Whether or not they knew the phrase mediocriter boni itself, we can take it for granted that most English laypeople considered themselves “mediocre” Christians, living in fear of Purgatory and the Judgement though also in hope of final salvation, until the end of the middle ages.” (p. 101)

Of course the more you actually articulate such a position, the more troublesome it becomes. It’s a kind of religious observance that has to go unobserved, or the intolerable tensions inherent in it will break forth. By the fourteenth century, there were a variety of protests against such middling lay piety, with at least three new varieties of perfectionism:

1. A new application of “the mixed life,” which had originated as a way of letting bishops do their active work of overseeing church life, while keeping one foot in devout contemplation. The idea now was that the laity could work their day jobs, but carry out a respectable devotional regime of set prayers and disciplines, which was demanding enough to feel like costly obedience, but brief enough to allow a full work schedule.

2. An emphasis on actively fighting sin and obeying God’s law, which is done right in the midst of daily life rather than in separate devotional exercises. Watson calls this version “the puritanical model.”

3. An affective pursuit, which elevates love above everything, including learning or devotional actions. This is the perfectionism of perfect love.

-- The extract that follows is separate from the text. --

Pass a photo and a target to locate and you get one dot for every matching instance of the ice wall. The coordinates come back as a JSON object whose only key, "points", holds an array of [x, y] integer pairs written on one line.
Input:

Much of Watson’s argument hinges on his careful reading of the unreadable Parson’s Tale, which he believes dissolves as it goes along, turning into almost direct address from Chaucer himself. I’m less persuaded by that part, but Watson seems to be onto something when he says

This account of the The Parson’s Tale implies that the rest of the Tales can be read as a self-consciously worldly poem, concerned with life as it is lived before that repentant eleventh hour: life as a pilgrimage, indeed, but a pilgrimage undertaken for all the mixed and underdeveloped motives described and implied in The General Prologue. (105)

And after several well-turned trips around the irony and polysemy of the various narrators:

Despite all this variety, irony, and anxiety, The Canterbury Tales does seriously endorse the mediocrist religiosity that lies behind The Parson’s Tale. For consciously to live out this kind of religiosity, which aspires to salvation but rejects counsels of perfection in favour of worldly engagement, is itself a fraught business. (109)

Fraught! Watson draws a nice contrast with Langland’s Piers Plowman, and points out how difficult is the task of “making conceptual space within the structure of medieval Christian thought –dominated as it had been since late antiquity by the theological and ethical priorities of monasticism– for the practical attitude to worldlines that secular society needs in order to function.” He goes on to point out that satire is a big help in that project, and that Chaucer barely gets his point stated before he self-deconstructs it via the incoherent mock-scholastic arguments of the Wife of Bath.

This is not a key that unlocks every door in The Canterbury Tales, but I am persuaded that Watson has identified one of the most important tasks the great Chaucer set for himself: To articulate, explore, recommend, and enact a kind of middling Christian lay piety, or mediocrism. This would be a task worthy of Chaucer’s wit, because while it is inherently unstable, it is also perennial. Millions are living it out today without theorizing. A proper critical interaction with Chaucer would need to engage this attempt at a deeper level than that indicated by his social and historical situation among the varieties of lay pieties, perfectionisms, and monastic ideals (at which level Watson is an expert guide). What is needed is a direct engagement with the gospel and its claim on daily life. There should be a confrontation between Chaucer, who undertook to be the theorist and advocate of a middling piety, and the thing itself, the thing that evokes any kind of piety whatsoever, the holy thing, “kyng of kynges” and “preest over all preestes.” That confrontation should happen in the midst of life, not on the deathbed or in the final Retraction.